Here are the pics including some detail shots.

HillBilly.


----------



## zamboni (Sep 11, 2003)

Good looking bike enjouy your new ride.


----------



## acckids (Jan 2, 2003)

I would be stoked too. Nice ride. I have never owned a Cannondale because of fit issues with my oddball body but have always been impressed with their constant tech upgrades. Enjoy.


----------



## fearby (Apr 8, 2007)

Nice pics too - camera as good as the bike I think!


----------



## cbuchanan (Mar 6, 2006)

Very nice!!! :thumbsup:


----------



## HillBillies (May 16, 2007)

fearby said:


> Nice pics too - camera as good as the bike I think!


It's a Canon - of course....


HillBilly.


----------



## zamboni (Sep 11, 2003)

How do you like the Fulcrum wheels ?


----------



## HillBillies (May 16, 2007)

zamboni said:


> How do you like the Fulcrum wheels ?


So far so good. Nice and stiff, pretty light, look good. Time will tell in terms of durability. They seem to be good for all around use.

HillBilly


----------



## ashpelham (Jan 19, 2006)

That's a beautiful C'dale. I have always loved the bikes Cannondale makes. I'm on my third right now (05 R1000).

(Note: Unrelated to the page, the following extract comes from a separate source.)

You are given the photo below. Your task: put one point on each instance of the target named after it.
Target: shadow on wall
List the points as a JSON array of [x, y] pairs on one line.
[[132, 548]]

My eye is on the System 6 too...


----------



## zamboni (Sep 11, 2003)

With Super Six is coming out perhaps you can get a good deal on Systems Six frame.


----------



## zosocane (Aug 29, 2004)

Dang! Nice camera, dude! Good-looking bike too.


----------



## robertburns3 (Jan 11, 2007)

*stem*

I am just returning to studying the C'dale line. Is the system 6 stem hard to change out? From what I understand it is integrated with the "system" of the fork and frame. Are you forced to use their branded stem or will other brands work?


----------



## Lou1187 (Mar 4, 2006)

Other stems do work, however depending on what you use, it can/or will look goofy.


----------



## stwok (Mar 15, 2007)

robertburns3 said:


> I am just returning to studying the C'dale line. Is the system 6 stem hard to change out? From what I understand it is integrated with the "system" of the fork and frame. Are you forced to use their branded stem or will other brands work?



The base is 1 1/4 inch and the top portion of the steering tube is the standard 1 1/8 inch.


----------



## zamboni (Sep 11, 2003)

The base should 1.5 and top tube is 1.18.


----------



## stwok (Mar 15, 2007)

zamboni said:


> The base should 1.5 and top tube is 1.18.


Thanks for catching my type-O !!


----------



## 190 (Nov 22, 2006)

man, what canon camera is that? super sharp and nice contrast.


----------



## LeDomestique (Jan 17, 2007)

It's not about the camera....it's the photographer.....


----------



## 190 (Nov 22, 2006)

im a photographer... camera is more than 50% of it. a crap camera will make it look like crap. a nice camera/lense and lighting makes it look like that. nice contrast and lens that can focus and have that range.


----------



## HillBillies (May 16, 2007)

190 said:


> man, what canon camera is that? super sharp and nice contrast.


Ok Ok - for those interested in photography. The light was nice - late afternoon - I used a longish lens and a wide aperture - that is why they "pop". The camera is a Canon EOS 1D Mk2 and the lens is a EF70-200f/2.8 L IS. The shots were hand held, very hasty, no processing, no cropping, no care...really.

Cheers

HillBilly.


----------



## s2ktaxi (Jul 11, 2006)

HillBillies said:


> Ok Ok - for those interested in photography. The light was nice - late afternoon - I used a longish lens and a wide aperture - that is why they "pop". The camera is a Canon EOS 1D Mk2 and the lens is a EF70-200f/2.8 L IS. The shots were hand held, very hasty, no processing, no cropping, no care...really.
> 
> Cheers
> 
> HillBilly.


I have exactly that camera and that lens too  though I am planning on selling the body to upgrade


----------